The benefits of FHA loans are great - downpayments as low as 3.5%; an allowance for up to 5% seller assist to cover closing costs; low interest rates (as low as 4.25%!); and fairly lenient credit standards relative to conventional loans. The two downsides to FHA loans have always been their appraisal process, which often requires minor repairs be made prior to closing, and the mortgage insurance premiums charged by FHA at closing and on an ongoing monthly basis. While the appraisals and accompanying repairs have become a fact of life that most buyers and sellers now accept, there's no reason to accept higher mortgage insurance rates if you're ready to buy now - get approved for an FHA loan and lock in the current, lower mortgage insurance rates before September 7th. You'll also be locking in a great interest rate at the same time so it's a real win-win!

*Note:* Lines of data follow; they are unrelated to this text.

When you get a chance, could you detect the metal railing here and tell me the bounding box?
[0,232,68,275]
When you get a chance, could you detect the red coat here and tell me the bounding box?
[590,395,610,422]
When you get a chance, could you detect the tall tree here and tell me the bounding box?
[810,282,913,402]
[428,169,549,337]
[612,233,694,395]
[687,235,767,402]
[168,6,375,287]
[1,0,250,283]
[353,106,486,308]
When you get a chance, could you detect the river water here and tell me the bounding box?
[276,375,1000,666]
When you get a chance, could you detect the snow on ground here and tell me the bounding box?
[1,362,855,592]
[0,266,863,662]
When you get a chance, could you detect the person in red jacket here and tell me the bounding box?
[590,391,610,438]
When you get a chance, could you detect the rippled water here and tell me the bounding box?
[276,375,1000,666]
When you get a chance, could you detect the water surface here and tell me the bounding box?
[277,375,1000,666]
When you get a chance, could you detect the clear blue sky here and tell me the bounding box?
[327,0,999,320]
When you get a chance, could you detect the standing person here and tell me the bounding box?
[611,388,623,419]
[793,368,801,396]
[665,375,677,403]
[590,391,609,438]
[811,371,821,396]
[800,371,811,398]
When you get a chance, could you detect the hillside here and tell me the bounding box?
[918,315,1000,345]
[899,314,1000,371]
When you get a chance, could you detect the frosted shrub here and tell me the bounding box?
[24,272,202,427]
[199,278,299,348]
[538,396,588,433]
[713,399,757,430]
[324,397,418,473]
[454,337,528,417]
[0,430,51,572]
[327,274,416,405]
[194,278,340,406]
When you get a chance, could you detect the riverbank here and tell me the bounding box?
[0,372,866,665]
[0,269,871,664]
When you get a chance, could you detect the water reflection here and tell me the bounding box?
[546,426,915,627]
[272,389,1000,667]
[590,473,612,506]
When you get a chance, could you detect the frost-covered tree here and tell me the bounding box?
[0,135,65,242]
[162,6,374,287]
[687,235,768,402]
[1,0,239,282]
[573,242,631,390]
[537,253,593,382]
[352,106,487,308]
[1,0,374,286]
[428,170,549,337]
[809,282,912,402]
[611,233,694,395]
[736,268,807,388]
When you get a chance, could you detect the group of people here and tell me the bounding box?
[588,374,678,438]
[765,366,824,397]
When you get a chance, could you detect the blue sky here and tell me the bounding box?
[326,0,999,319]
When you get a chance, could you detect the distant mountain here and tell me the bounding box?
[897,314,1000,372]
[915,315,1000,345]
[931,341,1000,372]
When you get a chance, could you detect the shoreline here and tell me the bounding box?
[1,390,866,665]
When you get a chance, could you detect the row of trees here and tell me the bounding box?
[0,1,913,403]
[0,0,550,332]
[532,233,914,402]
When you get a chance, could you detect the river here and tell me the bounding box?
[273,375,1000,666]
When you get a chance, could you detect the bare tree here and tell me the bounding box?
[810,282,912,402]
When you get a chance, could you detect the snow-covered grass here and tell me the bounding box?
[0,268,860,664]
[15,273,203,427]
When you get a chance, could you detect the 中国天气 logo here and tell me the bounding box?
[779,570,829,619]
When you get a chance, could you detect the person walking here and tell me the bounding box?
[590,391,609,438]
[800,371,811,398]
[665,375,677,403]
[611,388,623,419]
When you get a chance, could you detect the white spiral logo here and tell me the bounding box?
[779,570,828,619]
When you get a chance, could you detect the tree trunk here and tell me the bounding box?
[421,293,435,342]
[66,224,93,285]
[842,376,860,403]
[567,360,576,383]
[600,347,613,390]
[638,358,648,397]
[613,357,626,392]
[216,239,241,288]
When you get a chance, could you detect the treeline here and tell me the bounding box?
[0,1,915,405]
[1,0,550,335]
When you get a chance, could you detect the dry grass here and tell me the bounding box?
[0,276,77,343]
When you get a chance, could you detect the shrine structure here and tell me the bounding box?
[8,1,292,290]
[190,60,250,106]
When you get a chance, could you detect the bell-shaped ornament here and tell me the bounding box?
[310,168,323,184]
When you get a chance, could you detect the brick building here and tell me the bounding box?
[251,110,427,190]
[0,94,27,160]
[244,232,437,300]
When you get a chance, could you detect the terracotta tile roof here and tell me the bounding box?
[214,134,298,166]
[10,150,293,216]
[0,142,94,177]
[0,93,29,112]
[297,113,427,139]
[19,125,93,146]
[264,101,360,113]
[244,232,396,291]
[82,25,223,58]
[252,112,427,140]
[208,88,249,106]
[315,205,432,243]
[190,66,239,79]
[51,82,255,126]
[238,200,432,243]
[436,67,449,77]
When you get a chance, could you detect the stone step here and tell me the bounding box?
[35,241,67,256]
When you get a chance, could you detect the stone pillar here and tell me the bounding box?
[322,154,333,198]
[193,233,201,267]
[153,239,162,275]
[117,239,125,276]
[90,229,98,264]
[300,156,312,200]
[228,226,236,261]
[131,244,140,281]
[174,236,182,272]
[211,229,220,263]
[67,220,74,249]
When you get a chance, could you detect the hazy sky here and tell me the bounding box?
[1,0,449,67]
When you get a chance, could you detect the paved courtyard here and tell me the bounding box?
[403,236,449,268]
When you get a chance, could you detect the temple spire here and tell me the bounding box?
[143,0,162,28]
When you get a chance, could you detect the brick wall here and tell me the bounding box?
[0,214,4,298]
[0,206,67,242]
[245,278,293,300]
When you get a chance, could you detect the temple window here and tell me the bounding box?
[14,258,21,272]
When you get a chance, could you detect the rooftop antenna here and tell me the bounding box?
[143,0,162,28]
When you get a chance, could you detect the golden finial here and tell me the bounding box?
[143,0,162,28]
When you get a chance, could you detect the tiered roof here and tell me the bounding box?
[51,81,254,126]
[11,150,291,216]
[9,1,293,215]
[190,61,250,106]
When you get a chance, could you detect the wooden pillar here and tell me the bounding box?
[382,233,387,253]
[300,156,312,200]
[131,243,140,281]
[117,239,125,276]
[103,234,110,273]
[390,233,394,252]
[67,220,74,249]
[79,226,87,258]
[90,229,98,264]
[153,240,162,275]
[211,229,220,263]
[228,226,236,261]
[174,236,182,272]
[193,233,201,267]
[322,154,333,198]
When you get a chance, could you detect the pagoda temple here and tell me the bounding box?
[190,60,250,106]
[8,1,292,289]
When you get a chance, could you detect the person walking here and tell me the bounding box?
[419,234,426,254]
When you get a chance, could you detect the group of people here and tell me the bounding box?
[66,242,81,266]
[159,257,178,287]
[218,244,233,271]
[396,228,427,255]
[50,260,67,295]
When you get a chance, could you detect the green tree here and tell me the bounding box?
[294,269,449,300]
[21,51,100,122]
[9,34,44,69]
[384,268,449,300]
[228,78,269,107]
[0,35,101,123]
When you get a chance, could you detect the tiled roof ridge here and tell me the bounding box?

As an example of how the increased fees will look after September 7th, let's look at an example. Here we assume a purchase price of $100,000, 3.5% downpayment, an interest rate of 4.5%, and we assume that the Mortgage Insurance Premium Due at Closing is rolled into the loan amount, as is typical:
Before 9/7/10 - Monthly Mortgage Payment (Principal, Interest, and Mortgage Insurance): $545.18
After 9/7/10 - Monthly Mortgage Payment (Principal, Interest, and Mortgage Insurance): $562.88
As you can see, buying before September 7th in this scenario would save the buyer about $18 per month - a total savings of at least $1,060 over the first five years when mortgage insurance is required. This may not sound like much, but if you're planning on buying in the first half of September anyway, it might be worth rushing to get it done before that deadline.